Read an Excerpt
"I'm not sure if we can reach a deal or not, Mr. Brandt. The current owner of the resort has no interest in selling."
Michael Brandt opened his briefcase and pushed aside a 9 mm pistol, a vial of holy water, a wooden stake sharpened to a deadly point and an antique knife with a silver filigreed handle. He took out a legal pad, plucked a pen from the pocket of his jacket and wrote a number on the pad. As he turned the pad around and pushed it toward the man seated on the other side of the conference table, he said, "I'm sure you'll pass along my offer to him anyway, as you're duty-bound to do as his attorney."
Long years as the lead partner in a high-powered practice should have given the lawyer the ability to conceal his emotions, but when he saw the figure Michael had scrawled on the pad, his eyebrows went up in surprise. "That's very generous," he said. "I certainly will pass it along."
Michael turned the pad around again, signed his name under the number and tore off the sheet. "I'll leave that with you to prove to your client that I'm serious about this matter." He tossed the pad back into the briefcase on top of the weapons. He had been careful to keep the case turned so that the lawyer couldn't see its contents.
Both men stood up and shook hands. "I'll be in touch," the lawyer promised.
"You've got my number," Michael said. He nodded and left the office.
He didn't like these places, all stuffy and reeking of wealth and power. But dealing with lawyers, stockbrokers, financial analysts and the like was a necessary part of his business. An occupational hazard, so to speak. And although these meetings weresometimes boring, they weren't likely to kill him.
Unlike some of the other occupational hazards he faced.
As he got into the express elevator alone on the thirty-third floor of the high-rise and watched the doors slide shut, he stiffened as warning bells went off in his brain. The doors were closed and the elevator had already started to sink, not to stop again until it reached the lobby. It was too late to get out.
The hatch cover in the top of the car was torn off with a sudden wrench. Michael twisted to the side as a black-clad figure dropped toward him. He brought the briefcase up and around. Metal rang against metal as a knife blade ripped through the leather exterior of the case and was stopped by the steel underneath. Michael rammed the case against the knife-wielder, knocking the man back against the wall of the elevator. He followed that with a knee to the groin, the attack almost too swift for the eye to follow.

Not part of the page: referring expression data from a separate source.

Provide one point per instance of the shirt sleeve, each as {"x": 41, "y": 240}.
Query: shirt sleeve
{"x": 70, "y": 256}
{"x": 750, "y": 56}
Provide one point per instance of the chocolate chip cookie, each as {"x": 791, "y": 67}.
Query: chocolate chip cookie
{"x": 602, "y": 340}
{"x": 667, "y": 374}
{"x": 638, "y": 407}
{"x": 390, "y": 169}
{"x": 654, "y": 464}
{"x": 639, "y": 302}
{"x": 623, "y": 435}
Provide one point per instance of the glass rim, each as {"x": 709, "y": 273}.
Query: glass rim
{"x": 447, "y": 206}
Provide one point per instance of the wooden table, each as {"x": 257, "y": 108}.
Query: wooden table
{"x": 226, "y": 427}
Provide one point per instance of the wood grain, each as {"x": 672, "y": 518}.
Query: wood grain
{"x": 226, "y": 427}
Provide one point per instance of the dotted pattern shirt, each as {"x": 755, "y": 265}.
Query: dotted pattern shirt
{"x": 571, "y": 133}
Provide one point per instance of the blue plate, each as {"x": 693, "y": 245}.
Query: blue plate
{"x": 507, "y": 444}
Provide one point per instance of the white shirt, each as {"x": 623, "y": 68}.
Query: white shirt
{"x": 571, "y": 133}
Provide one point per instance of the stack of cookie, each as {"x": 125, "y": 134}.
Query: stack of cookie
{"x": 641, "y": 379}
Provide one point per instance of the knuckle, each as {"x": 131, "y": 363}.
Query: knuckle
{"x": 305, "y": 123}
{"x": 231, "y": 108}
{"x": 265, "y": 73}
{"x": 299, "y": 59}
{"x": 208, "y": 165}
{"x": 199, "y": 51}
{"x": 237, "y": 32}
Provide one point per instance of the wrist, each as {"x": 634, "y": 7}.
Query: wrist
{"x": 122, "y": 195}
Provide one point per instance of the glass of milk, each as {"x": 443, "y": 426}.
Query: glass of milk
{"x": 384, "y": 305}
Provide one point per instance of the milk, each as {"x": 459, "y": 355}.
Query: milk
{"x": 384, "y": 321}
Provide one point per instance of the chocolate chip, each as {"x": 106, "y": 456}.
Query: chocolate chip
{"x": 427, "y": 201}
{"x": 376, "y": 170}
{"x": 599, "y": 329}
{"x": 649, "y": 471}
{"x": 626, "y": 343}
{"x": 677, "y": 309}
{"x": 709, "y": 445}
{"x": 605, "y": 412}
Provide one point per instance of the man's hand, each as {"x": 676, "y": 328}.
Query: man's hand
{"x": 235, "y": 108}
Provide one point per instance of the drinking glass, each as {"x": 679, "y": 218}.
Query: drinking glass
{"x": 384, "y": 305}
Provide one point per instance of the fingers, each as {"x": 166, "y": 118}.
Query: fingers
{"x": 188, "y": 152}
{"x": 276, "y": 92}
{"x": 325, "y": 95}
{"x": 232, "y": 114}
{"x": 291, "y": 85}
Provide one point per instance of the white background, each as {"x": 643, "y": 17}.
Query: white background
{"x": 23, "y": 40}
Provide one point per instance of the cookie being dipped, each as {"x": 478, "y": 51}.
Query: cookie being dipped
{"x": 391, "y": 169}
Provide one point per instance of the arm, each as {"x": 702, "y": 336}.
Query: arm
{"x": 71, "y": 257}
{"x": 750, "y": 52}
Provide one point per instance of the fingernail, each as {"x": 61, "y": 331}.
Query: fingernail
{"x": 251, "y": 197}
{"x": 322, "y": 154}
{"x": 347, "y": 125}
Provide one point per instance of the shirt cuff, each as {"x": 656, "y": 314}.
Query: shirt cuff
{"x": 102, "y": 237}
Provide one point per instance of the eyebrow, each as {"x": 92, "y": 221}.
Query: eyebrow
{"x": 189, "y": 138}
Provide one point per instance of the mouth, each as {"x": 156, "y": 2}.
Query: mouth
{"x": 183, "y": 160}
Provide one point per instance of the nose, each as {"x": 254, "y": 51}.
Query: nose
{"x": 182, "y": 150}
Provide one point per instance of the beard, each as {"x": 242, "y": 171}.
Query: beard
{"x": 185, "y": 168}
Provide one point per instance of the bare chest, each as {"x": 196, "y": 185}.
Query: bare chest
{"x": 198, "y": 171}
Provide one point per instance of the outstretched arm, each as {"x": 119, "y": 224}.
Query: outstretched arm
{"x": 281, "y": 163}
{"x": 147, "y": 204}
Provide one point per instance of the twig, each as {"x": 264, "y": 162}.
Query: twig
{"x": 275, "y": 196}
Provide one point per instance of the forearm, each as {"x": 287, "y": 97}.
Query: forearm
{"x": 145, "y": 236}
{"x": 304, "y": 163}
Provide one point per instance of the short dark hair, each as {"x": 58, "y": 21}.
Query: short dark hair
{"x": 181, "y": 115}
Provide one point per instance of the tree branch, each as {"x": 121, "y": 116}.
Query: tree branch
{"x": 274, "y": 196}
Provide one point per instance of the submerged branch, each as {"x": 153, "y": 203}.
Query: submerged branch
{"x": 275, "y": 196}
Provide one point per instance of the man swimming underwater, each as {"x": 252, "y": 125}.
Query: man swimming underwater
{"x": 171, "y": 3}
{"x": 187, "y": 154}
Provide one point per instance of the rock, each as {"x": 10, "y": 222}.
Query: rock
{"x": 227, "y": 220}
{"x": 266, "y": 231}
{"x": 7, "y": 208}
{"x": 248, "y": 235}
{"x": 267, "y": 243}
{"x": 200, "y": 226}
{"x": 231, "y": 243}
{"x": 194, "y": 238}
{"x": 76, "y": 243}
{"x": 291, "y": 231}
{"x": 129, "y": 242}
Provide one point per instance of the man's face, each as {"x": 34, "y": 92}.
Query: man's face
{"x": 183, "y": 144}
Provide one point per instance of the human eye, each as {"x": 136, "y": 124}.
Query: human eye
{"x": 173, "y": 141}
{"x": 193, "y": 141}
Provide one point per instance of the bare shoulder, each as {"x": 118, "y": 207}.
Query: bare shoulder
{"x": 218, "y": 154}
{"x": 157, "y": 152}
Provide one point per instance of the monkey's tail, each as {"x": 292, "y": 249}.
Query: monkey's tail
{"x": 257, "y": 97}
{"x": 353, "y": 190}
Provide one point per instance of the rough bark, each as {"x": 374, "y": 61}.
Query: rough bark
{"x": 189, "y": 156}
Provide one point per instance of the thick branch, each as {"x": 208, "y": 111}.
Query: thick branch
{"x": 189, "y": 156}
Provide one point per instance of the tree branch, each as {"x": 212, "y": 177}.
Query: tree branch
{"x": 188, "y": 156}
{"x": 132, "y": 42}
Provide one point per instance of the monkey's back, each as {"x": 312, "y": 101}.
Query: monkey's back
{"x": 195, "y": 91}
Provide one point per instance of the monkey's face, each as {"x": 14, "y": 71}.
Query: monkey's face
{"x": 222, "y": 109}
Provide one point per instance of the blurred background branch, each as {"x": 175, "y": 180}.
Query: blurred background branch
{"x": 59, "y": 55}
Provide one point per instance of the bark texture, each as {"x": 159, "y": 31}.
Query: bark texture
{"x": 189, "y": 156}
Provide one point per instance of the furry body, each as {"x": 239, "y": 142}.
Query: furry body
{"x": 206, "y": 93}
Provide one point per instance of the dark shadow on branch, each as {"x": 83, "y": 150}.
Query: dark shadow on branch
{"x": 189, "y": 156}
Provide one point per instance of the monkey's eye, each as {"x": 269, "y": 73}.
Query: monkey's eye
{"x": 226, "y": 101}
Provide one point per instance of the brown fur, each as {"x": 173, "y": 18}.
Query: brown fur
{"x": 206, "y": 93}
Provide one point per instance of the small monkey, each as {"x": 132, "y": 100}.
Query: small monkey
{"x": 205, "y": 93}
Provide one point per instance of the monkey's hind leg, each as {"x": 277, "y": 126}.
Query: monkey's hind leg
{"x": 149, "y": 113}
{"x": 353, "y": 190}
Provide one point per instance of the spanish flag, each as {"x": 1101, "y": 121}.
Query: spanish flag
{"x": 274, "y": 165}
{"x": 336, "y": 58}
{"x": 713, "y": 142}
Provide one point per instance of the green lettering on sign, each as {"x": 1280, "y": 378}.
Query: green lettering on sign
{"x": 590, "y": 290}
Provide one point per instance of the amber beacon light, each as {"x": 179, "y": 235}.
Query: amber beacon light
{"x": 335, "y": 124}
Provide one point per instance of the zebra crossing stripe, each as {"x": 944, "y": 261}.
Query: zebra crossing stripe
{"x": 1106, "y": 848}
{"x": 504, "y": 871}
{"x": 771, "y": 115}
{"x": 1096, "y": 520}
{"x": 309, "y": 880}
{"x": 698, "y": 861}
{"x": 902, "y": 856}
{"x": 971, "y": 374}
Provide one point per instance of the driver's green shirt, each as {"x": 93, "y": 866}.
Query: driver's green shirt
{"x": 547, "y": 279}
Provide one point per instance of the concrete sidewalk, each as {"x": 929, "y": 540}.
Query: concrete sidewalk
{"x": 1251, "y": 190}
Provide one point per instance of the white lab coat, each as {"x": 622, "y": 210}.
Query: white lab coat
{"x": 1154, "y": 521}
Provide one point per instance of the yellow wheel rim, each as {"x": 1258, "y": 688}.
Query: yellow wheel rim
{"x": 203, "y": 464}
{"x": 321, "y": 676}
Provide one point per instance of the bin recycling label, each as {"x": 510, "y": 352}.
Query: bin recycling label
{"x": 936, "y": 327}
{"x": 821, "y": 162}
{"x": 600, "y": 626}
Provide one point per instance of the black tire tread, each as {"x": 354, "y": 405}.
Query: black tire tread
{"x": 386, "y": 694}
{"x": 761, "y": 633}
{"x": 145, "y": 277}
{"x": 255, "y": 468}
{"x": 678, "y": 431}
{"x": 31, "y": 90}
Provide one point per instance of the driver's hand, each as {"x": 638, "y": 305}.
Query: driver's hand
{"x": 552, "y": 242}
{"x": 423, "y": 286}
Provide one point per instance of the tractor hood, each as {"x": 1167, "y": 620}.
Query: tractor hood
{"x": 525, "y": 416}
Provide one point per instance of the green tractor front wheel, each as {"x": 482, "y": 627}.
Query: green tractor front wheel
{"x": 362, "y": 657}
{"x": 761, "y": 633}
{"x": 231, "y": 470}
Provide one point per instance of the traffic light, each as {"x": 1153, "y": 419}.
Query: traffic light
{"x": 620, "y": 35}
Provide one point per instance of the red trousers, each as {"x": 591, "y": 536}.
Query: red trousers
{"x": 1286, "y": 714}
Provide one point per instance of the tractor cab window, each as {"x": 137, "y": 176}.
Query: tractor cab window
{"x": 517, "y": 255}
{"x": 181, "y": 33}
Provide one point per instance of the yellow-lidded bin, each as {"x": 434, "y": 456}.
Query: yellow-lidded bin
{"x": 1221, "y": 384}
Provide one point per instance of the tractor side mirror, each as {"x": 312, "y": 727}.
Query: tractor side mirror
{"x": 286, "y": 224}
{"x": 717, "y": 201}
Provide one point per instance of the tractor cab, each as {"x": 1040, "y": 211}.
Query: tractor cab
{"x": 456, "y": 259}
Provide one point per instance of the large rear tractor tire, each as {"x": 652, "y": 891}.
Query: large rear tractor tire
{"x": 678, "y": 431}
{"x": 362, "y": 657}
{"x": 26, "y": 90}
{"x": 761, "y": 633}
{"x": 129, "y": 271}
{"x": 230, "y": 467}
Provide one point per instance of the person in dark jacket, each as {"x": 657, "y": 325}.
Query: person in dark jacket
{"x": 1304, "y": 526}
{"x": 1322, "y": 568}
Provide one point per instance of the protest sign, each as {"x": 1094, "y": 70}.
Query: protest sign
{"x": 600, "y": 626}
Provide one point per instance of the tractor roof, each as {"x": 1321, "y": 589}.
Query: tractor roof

The black-clad man sagged in pain, but he wasn't out of the fight yet. He got a hand on Michael's face and clawed for his eyes.
Michael pulled back and swung the case again. It slammed against his attacker's head with a hollow thunk. This time the man fell to the floor of the elevator, out cold.
No, he was more than unconscious, Michael saw. The caved-in side of his head was mute testament to a fractured skull. Michael bent over and checked for a pulse, finding none. In the heat of fighting for his life, he had struck harder than he intended.
But he recognized the man now, images and information from a computerlike mental database popping up in his keen memory. Carl Williams. Human. Professional killer. Suspected in at least seven murders. Often employed by Michael's enemies to take care of problems that required a more mundane solution.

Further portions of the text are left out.